The vast majority of women—eight out of 10—said they preferred knowing the costs of treatment prior to embarking on cancer care. And 40 percent preferred that doctors consider costs when making treatment recommendations.
In the study, the Duke team surveyed more than 750 women after breast cancer from the Army of Women and Sisters Network, national organizations of women after breast cancer. All were women with a median age of about 50. Most had either private health insurance or Medicare, and had annual household income of more than $74,000.
Even within this group—financially better off than many cancer patients—nearly 16 percent reported significant to catastrophic financial burden.
Median reported out-of-pocket costs were $3,500, although 5 percent of women faced out-of-pocket costs over $30,000.
CIMAvax-EGF well tolerated for NSCLC, initial findings show
Initial results from the first North American clinical study of CIMAvax-EGF show that this Cuban-developed immunotherapy is safe, well tolerated and worthy of further study. Principal Investigator Grace Dy, of Roswell Park Comprehensive Cancer Center, presented the findings at the International Association for the Study of Lung Cancer’s 19th World Conference on Lung Cancer in Toronto, Canada.
The poster presentation reports results from the first portion of an ongoing phase I/II study of CIMAvax, an epidermal growth factor-depleting immunotherapy, in combination with the checkpoint inhibitor nivolumab (brand name Opdivo) in 13 patients with advanced non-small cell lung cancer. Nivolumab is an anti-PD1 antibody and is a standard therapeutic option in many countries, including the U.S., for patients with treatment-resistant or recurrent NSCLC.

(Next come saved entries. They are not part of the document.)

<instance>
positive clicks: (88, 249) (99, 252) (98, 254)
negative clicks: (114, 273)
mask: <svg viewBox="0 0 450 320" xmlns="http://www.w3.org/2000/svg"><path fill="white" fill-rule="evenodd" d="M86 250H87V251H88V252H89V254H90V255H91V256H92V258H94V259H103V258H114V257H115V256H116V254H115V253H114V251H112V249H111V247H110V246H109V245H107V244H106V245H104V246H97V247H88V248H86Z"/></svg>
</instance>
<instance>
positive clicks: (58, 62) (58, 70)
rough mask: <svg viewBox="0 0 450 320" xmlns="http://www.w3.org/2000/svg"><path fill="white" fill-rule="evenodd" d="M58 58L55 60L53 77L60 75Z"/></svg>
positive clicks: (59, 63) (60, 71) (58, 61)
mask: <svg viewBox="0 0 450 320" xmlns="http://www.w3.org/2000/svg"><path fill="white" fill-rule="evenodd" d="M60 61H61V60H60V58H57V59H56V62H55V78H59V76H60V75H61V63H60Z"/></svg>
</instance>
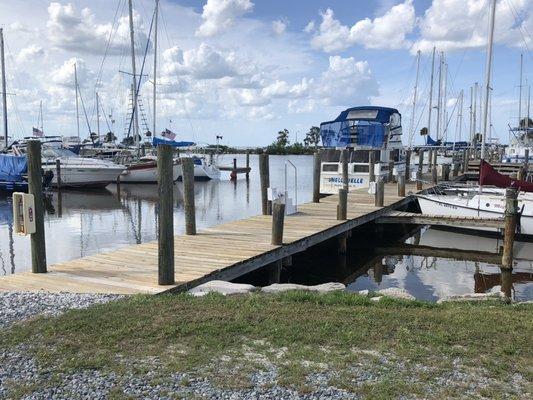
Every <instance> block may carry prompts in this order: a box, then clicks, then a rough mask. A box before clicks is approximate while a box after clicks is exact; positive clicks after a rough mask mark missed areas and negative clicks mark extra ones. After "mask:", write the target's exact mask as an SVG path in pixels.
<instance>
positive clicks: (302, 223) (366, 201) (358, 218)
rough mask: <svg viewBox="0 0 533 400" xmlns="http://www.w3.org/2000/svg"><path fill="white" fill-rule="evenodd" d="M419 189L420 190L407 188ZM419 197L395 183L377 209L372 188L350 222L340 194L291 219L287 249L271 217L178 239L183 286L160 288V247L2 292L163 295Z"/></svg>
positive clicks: (249, 262) (342, 227) (0, 280)
mask: <svg viewBox="0 0 533 400" xmlns="http://www.w3.org/2000/svg"><path fill="white" fill-rule="evenodd" d="M406 191H407V192H409V191H415V185H414V184H409V185H406ZM411 200H412V197H409V196H408V197H398V196H397V185H396V184H395V183H391V184H386V185H385V202H384V204H385V207H383V208H382V207H376V206H374V196H373V195H370V194H368V192H367V191H366V190H357V191H353V192H351V193H350V194H349V195H348V220H347V221H338V220H337V219H336V215H337V201H338V198H337V196H329V197H326V198H323V199H321V200H320V203H307V204H303V205H300V206H298V213H297V214H294V215H290V216H287V217H286V218H285V227H284V245H283V246H272V245H271V244H270V239H271V229H272V217H271V216H256V217H252V218H247V219H244V220H239V221H234V222H228V223H225V224H222V225H218V226H213V227H211V228H207V229H203V230H201V231H199V232H198V234H197V235H195V236H185V235H179V236H175V238H174V240H175V278H176V285H172V286H159V285H158V284H157V274H158V272H157V271H158V268H157V258H158V256H157V242H150V243H144V244H139V245H133V246H127V247H124V248H121V249H118V250H115V251H112V252H108V253H103V254H96V255H92V256H88V257H84V258H81V259H77V260H72V261H66V262H63V263H59V264H55V265H50V266H48V273H45V274H33V273H31V272H21V273H16V274H13V275H8V276H3V277H0V290H9V291H39V290H44V291H48V292H72V293H117V294H134V293H153V294H155V293H161V292H165V291H169V290H176V291H180V290H186V289H187V288H189V287H193V286H195V285H198V284H200V283H202V282H205V281H208V280H213V279H223V280H231V279H234V278H236V277H238V276H241V275H243V274H245V273H247V272H251V271H253V270H255V269H258V268H261V267H264V266H266V265H269V264H271V263H274V262H276V261H279V260H281V259H283V258H285V257H287V256H290V255H292V254H295V253H298V252H301V251H303V250H305V249H306V248H308V247H310V246H313V245H315V244H318V243H321V242H323V241H325V240H328V239H330V238H333V237H336V236H337V235H339V234H342V233H344V232H347V231H349V230H351V229H353V228H355V227H357V226H359V225H362V224H364V223H366V222H369V221H372V220H374V219H376V218H378V217H379V216H381V215H384V214H386V213H388V212H389V211H390V210H392V209H396V208H400V207H401V206H403V205H405V204H407V203H408V202H410V201H411Z"/></svg>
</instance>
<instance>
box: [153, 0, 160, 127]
mask: <svg viewBox="0 0 533 400" xmlns="http://www.w3.org/2000/svg"><path fill="white" fill-rule="evenodd" d="M158 16H159V0H155V15H154V76H153V79H154V92H153V105H152V108H153V113H154V117H153V119H154V123H153V130H152V137H154V136H155V134H156V132H157V131H156V119H157V112H156V110H157V107H156V106H157V99H156V94H157V86H156V85H157V19H158Z"/></svg>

No patients experienced life-threatening side effects attributable to the combination. One patient — representing 7 percent of this small study sample — experienced an on-target grade III side effect, myocarditis, attributed to nivolumab.

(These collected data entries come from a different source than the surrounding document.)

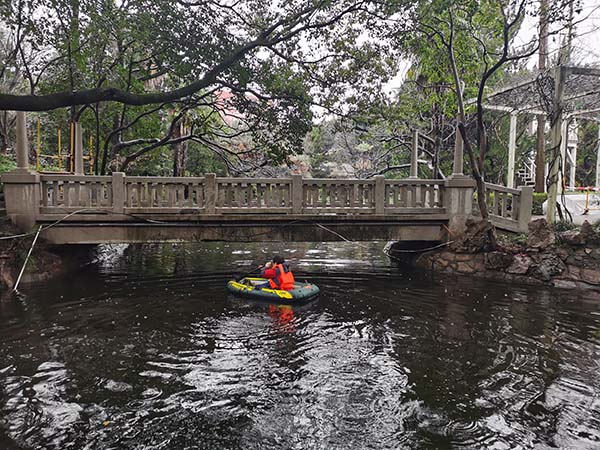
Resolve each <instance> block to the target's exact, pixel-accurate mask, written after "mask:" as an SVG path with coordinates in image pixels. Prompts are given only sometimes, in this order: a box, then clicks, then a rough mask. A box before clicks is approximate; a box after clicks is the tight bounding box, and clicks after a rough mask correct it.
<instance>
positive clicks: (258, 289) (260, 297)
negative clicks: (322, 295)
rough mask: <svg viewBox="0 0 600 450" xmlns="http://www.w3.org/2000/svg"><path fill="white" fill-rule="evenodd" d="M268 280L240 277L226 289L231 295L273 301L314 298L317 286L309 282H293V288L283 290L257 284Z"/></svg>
mask: <svg viewBox="0 0 600 450" xmlns="http://www.w3.org/2000/svg"><path fill="white" fill-rule="evenodd" d="M266 281H268V280H267V279H266V278H248V277H246V278H242V279H241V280H239V281H235V280H231V281H230V282H229V283H227V289H228V290H229V292H231V293H232V294H233V295H236V296H238V297H243V298H251V299H254V300H269V301H275V302H287V303H296V302H304V301H307V300H310V299H312V298H315V297H316V296H317V295H318V294H319V288H318V287H317V286H315V285H314V284H310V283H299V282H297V281H296V282H295V283H294V289H292V290H289V291H284V290H281V289H271V288H259V287H256V286H257V285H260V284H263V283H265V282H266Z"/></svg>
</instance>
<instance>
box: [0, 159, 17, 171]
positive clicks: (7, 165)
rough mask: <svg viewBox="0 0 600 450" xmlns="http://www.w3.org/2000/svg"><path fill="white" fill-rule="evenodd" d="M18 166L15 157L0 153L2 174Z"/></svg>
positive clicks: (0, 162) (10, 170) (16, 167)
mask: <svg viewBox="0 0 600 450" xmlns="http://www.w3.org/2000/svg"><path fill="white" fill-rule="evenodd" d="M16 168H17V163H16V162H15V160H14V158H12V157H10V156H8V155H0V175H1V174H3V173H5V172H10V171H11V170H14V169H16Z"/></svg>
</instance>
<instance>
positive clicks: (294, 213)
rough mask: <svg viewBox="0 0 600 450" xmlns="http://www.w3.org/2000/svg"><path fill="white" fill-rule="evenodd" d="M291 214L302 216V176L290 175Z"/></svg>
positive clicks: (302, 199) (302, 198)
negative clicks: (291, 193)
mask: <svg viewBox="0 0 600 450" xmlns="http://www.w3.org/2000/svg"><path fill="white" fill-rule="evenodd" d="M291 197H292V214H302V207H303V205H302V202H303V199H304V192H303V183H302V175H292V194H291Z"/></svg>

Earlier studies from Cuba have demonstrated a survival benefit for patients with advanced NSCLC who received maintenance doses of CIMAvax therapy in advanced NSCLC. While this initial dose-escalation portion of the ongoing Roswell Park study did not set out to evaluate efficacy, further examinations are underway.
Dy’s study was presented in collaboration with scientists from the Centro de Inmunología Molecular and Innovative Immunotherapy Alliance, a new company spun off from both Roswell Park and the CIM — the first-ever U.S.-Cuban biotech venture.